O modo de fazer então é "escolha, colocação, teste, escolha, colocação,
teste". Ao contrário, quem arruma seus colares esticados, num saco,
entende rapidamente que precisa medir antes de colocar o colar, senão vai
perder muito tempo. De fato, ele trabalha diferentemente: "medida,
escolha, montagem, colocação".
Este modo de fazer parece mais longo, mas tem duas vantagens:
A colocação será feita apenas uma vez, com o tamanho certo. Por sua vez, o
modo "escolher, colocar, testar" leva a colocar parcialmente um colar,
retirá-lo, pegar outro, até achar o correto, aumentando os riscos de
movimento intempestivo da vítima, que frequentemente não é bem mantida.
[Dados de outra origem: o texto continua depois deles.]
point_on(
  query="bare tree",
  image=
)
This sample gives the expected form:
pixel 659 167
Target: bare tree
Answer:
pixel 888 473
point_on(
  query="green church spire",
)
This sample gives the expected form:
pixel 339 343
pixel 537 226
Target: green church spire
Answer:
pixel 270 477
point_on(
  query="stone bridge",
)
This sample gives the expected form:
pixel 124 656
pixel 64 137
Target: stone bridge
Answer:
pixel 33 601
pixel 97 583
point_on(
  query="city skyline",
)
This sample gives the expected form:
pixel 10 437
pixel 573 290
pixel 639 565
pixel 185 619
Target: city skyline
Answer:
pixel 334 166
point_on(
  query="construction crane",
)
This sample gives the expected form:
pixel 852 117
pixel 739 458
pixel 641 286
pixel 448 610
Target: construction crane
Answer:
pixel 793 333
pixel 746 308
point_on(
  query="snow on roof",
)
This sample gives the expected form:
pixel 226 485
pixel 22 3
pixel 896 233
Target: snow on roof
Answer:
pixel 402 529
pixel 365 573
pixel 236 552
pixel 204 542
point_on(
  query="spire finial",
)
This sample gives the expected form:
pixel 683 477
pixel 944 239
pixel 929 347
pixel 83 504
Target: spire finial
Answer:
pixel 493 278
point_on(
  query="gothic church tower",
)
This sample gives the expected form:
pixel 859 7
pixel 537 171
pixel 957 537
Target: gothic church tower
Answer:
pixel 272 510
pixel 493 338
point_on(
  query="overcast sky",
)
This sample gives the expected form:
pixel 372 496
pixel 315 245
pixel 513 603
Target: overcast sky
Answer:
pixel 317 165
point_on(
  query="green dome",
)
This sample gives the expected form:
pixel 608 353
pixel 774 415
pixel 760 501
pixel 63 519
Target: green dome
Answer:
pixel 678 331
Tanto é que, nos vídeos com a colocação invertida, há frequentemente
tentativa de colocar um colar, retirada deste e colocação de um outro. De
fato, o socorrista percebe que há um problema, mas pensa (em alguns
micro-segundos) que é o tamanho que está errado. Porque, se a gente olhar
bem, o socorrista não mede. É lógico: o primeiro colar é apresentado,
fechado, e quando ele não é bem colocado, alguém lhe passa imediatamente
um segundo colar. De quebra, isso pode contaminar os colares que não serão
usados! A impossibilidade de colocar o colar é associada, de forma lógica
e falsa, a um problema de tamanho, porque:
- o socorrista não fez a medida
- alguém lhe dá um outro colar
Pior, já que a gente pensa que o primeiro não serviu por causa do
tamanho, a gente pega o segundo mas evita pedir ainda um outro. De fato, é
o que acontece no nosso dia a dia: nós podemos recusar a primeira
proposta, mas temos mais dificuldade para recusar a segunda.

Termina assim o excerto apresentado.